Consider a hydrogen atom with its electron in the `n^(th)` orbital An electomagnetic radiation of wavelength `90 nm` is used to ionize the atom . If the kinetic energy of the ejected electron is `10.4 eV` , then the value of `n` is ( hc = 1242 eVnm)

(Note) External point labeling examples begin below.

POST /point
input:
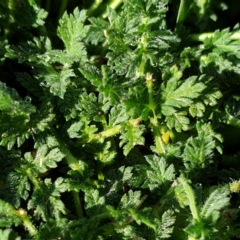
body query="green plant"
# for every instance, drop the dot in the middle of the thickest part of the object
(122, 125)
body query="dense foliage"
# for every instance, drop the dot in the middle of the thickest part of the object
(119, 119)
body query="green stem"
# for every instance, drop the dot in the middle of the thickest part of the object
(182, 13)
(29, 226)
(11, 6)
(230, 120)
(78, 204)
(95, 5)
(47, 5)
(32, 177)
(202, 36)
(107, 133)
(143, 47)
(114, 4)
(154, 121)
(191, 197)
(73, 163)
(63, 8)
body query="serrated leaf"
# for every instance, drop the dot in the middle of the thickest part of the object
(178, 121)
(159, 172)
(198, 150)
(217, 200)
(45, 159)
(72, 31)
(130, 200)
(131, 136)
(177, 94)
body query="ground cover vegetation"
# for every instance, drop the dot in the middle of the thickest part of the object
(119, 119)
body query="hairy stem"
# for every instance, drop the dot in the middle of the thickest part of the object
(74, 163)
(182, 13)
(63, 8)
(191, 197)
(202, 36)
(78, 204)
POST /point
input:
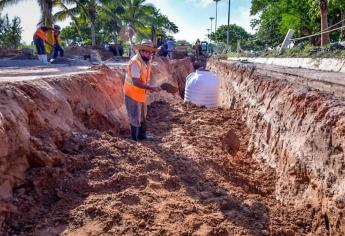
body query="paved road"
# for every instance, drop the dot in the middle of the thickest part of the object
(326, 81)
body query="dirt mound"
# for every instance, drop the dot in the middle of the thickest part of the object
(182, 183)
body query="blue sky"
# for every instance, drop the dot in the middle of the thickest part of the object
(191, 16)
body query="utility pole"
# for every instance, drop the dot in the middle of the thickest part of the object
(215, 29)
(208, 34)
(228, 34)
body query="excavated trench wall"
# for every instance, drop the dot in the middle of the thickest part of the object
(38, 116)
(299, 132)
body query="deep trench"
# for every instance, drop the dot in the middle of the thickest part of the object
(198, 176)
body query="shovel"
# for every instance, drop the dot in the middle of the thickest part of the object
(169, 88)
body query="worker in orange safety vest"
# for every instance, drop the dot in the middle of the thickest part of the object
(40, 38)
(57, 43)
(136, 87)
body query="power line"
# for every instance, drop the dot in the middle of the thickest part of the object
(317, 34)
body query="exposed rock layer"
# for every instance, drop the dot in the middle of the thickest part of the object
(298, 131)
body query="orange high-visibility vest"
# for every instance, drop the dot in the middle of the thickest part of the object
(56, 38)
(130, 90)
(41, 34)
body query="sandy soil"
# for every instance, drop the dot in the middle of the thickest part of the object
(194, 178)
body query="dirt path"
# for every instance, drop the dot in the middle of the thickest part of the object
(195, 178)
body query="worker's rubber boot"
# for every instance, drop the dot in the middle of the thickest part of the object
(134, 133)
(142, 132)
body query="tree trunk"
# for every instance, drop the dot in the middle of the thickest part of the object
(342, 35)
(325, 40)
(93, 34)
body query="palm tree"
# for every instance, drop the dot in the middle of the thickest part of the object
(46, 7)
(137, 16)
(325, 40)
(89, 10)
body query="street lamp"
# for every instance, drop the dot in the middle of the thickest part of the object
(215, 29)
(228, 34)
(211, 18)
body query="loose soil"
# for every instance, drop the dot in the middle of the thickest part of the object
(195, 177)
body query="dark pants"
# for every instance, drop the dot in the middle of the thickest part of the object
(57, 49)
(39, 46)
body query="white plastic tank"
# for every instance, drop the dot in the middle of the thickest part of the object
(202, 88)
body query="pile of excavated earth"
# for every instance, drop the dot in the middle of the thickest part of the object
(268, 161)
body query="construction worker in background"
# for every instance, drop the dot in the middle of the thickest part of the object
(197, 48)
(40, 39)
(136, 87)
(57, 43)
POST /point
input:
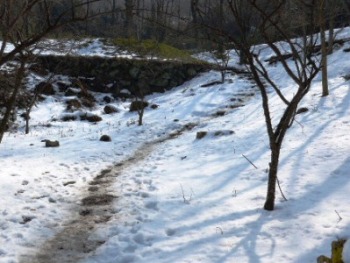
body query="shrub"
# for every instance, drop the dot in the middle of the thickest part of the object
(152, 48)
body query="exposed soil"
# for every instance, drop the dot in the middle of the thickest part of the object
(72, 243)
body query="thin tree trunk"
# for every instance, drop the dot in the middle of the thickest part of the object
(272, 179)
(11, 104)
(324, 51)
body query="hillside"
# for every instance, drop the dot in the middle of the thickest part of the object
(169, 197)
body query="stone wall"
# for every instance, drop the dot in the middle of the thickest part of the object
(140, 77)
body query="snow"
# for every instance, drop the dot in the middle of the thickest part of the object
(186, 199)
(346, 252)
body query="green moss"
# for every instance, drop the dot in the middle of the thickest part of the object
(153, 48)
(337, 250)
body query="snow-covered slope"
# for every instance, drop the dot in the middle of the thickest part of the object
(189, 200)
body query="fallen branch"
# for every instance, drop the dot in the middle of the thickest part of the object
(249, 161)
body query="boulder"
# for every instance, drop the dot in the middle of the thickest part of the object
(109, 109)
(138, 105)
(49, 143)
(105, 138)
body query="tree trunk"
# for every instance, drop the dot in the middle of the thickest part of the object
(324, 51)
(272, 179)
(11, 103)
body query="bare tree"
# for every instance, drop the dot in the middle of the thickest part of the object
(25, 23)
(299, 64)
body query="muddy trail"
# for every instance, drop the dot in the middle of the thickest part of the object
(73, 242)
(97, 206)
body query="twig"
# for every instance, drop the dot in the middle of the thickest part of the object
(279, 186)
(249, 161)
(340, 218)
(220, 229)
(186, 201)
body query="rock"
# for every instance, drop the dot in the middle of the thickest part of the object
(138, 105)
(49, 143)
(201, 135)
(302, 110)
(45, 88)
(73, 105)
(90, 117)
(107, 99)
(105, 138)
(69, 117)
(109, 109)
(71, 92)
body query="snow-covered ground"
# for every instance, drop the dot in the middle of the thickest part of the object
(189, 200)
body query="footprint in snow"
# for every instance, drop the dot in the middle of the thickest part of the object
(170, 232)
(152, 205)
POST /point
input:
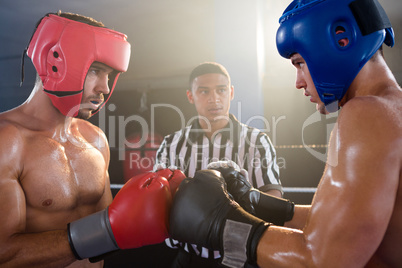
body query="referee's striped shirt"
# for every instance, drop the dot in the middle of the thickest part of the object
(190, 150)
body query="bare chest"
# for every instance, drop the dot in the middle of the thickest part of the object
(61, 175)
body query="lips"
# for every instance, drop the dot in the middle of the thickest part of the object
(96, 102)
(215, 109)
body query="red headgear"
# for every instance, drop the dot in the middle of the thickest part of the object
(62, 50)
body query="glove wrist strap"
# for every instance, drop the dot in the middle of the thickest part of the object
(91, 236)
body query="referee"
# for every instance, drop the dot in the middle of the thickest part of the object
(212, 136)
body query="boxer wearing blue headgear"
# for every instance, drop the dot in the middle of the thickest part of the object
(355, 219)
(55, 195)
(314, 29)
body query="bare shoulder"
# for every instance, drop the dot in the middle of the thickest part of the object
(11, 144)
(379, 116)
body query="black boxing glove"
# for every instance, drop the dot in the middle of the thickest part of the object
(264, 206)
(203, 214)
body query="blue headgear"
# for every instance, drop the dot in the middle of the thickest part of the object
(309, 27)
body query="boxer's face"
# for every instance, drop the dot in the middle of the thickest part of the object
(304, 81)
(211, 94)
(95, 87)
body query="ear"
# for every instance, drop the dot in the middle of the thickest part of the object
(190, 96)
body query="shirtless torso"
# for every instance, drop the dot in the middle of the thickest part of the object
(355, 219)
(49, 177)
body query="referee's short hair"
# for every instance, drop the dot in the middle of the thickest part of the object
(208, 68)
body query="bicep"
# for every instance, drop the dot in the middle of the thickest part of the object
(12, 204)
(354, 201)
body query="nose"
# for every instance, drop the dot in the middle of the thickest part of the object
(102, 85)
(214, 97)
(300, 82)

To solve the problem, we will follow these steps: ### Step 1: Calculate the energy of the incoming photon The energy of the photon can be calculated using the formula: \[ E = \frac{hc}{\lambda} \] where: - \( h \) is Planck's constant multiplied by the speed of light, given as \( 1242 \, \text{eV nm} \), - \( \lambda \) is the wavelength of the photon, given as \( 90 \, \text{nm} \). Substituting the values: \[ E = \frac{1242 \, \text{eV nm}}{90 \, \text{nm}} = \frac{1242}{90} \approx 13.8 \, \text{eV} \] ### Step 2: Relate the energy of the photon to the ionization energy and kinetic energy The total energy of the incoming photon is used to overcome the ionization energy of the electron in the hydrogen atom and provide it with kinetic energy. The relationship can be expressed as: \[ E = \text{Ionization Energy} + \text{Kinetic Energy} \] The ionization energy for a hydrogen atom in the \( n^{th} \) orbital is given by: \[ \text{Ionization Energy} = -\frac{13.6 \, \text{eV}}{n^2} \] Thus, we can write: \[ 13.8 \, \text{eV} = -\frac{13.6 \, \text{eV}}{n^2} + 10.4 \, \text{eV} \] ### Step 3: Rearranging the equation Rearranging the equation gives: \[ 13.8 \, \text{eV} - 10.4 \, \text{eV} = -\frac{13.6 \, \text{eV}}{n^2} \] Calculating the left side: \[ 3.4 \, \text{eV} = -\frac{13.6 \, \text{eV}}{n^2} \] ### Step 4: Solve for \( n^2 \) Multiplying both sides by \( -n^2 \) gives: \[ -3.4 n^2 = 13.6 \] Dividing both sides by -3.4: \[ n^2 = \frac{13.6}{3.4} = 4 \] ### Step 5: Calculate \( n \) Taking the square root of both sides: \[ n = \sqrt{4} = 2 \] ### Final Answer The value of \( n \) is \( 2 \). ---